Preventive measures can include sending min-cameras down manholes to check for leaks and cracks in pipes, said Nick Sortal, a Plantation City Council member who has focused on preparation “in case we mimic New Orleans (Katrina), Houston (Hurricane Harvey)” or other epic hurricanes.
“It’s almost like a colonoscopy,” Sortal said. “You could be preventative and stop it from being a total disaster.”
But ultimately, Florida’s communities must invest billions statewide to upgrade failing sewage systems. Fort Lauderdale is proceeding with a $65 million project to install nearly 50,000 feet of sewage pipe the diameter of a table-top to stop spills.

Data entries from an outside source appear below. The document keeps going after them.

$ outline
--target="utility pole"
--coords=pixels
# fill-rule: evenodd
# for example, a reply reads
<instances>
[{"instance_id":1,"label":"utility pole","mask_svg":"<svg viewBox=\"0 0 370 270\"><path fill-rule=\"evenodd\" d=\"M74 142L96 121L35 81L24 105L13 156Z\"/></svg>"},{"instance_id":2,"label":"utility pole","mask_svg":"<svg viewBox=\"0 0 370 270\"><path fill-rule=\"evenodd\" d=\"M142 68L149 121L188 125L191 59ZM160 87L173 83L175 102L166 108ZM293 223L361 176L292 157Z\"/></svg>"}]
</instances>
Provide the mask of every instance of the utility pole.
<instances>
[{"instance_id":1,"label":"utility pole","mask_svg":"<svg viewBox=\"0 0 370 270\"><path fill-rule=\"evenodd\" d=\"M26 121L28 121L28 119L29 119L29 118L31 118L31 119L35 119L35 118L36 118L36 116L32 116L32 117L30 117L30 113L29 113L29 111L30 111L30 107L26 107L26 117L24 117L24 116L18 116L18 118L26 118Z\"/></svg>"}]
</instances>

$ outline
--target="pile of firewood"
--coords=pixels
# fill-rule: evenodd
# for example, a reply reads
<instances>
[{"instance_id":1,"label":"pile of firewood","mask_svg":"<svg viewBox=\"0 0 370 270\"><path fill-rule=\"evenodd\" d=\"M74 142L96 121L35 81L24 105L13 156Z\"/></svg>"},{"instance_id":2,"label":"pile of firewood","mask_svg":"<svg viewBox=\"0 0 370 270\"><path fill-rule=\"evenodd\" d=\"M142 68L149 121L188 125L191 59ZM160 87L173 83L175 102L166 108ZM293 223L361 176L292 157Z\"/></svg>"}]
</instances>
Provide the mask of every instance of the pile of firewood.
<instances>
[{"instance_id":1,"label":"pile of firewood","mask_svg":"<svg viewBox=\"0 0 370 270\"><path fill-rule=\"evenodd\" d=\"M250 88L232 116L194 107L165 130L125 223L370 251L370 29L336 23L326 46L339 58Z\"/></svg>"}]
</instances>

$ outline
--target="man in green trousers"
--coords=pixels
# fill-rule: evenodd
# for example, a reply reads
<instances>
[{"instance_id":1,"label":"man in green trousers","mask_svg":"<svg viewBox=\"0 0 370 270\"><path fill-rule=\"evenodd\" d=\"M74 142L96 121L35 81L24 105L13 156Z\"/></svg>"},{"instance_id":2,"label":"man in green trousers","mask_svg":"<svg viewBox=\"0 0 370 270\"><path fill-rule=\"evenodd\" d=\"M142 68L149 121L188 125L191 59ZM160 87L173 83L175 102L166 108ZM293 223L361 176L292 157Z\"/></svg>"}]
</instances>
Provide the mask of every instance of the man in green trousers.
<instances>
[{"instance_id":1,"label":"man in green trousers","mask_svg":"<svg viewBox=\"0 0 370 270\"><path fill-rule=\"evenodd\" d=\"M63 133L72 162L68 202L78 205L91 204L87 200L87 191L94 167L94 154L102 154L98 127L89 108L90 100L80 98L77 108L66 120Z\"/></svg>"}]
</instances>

Sortal said because they are out of sight, fixing the underground pipes is a hard sell to taxpayers, compared with investments in amenities such as parks. But now that obvious sewage spills are revealing the troubles underground, citizens and business people will insist on it. “There is nothing worse for real estate than to try to sell a house where you walk outside in the backyard and it smells like poop,” Sortal said. “You can’t do it.”
This spring, the Florida Legislature passed the Clean Waterways Act that will, among other water policies, hike fines against utilities that spill sewage, and require annual reports to the governor and lawmakers on all such spills. The bill also requires new ordinances to manage stormwater including what is known as green infrastructure—wetlands and other natural areas restored to absorb floodwaters and help clean up pollution.
But Flores of Surfrider said ultimately, the combination of aging sewage infrastructure and climate change will mean managed retreat for some places—the relocation of people and buildings out of the riskiest areas.
“What communities really should be focusing on is getting their elected officials to buy back public-use lands, turn them into parks, replant mangroves, work on existing sewage infrastructure and get people out of those homes,” said Flores.
“At the end of the day, you’re one catastrophe away from losing it all.”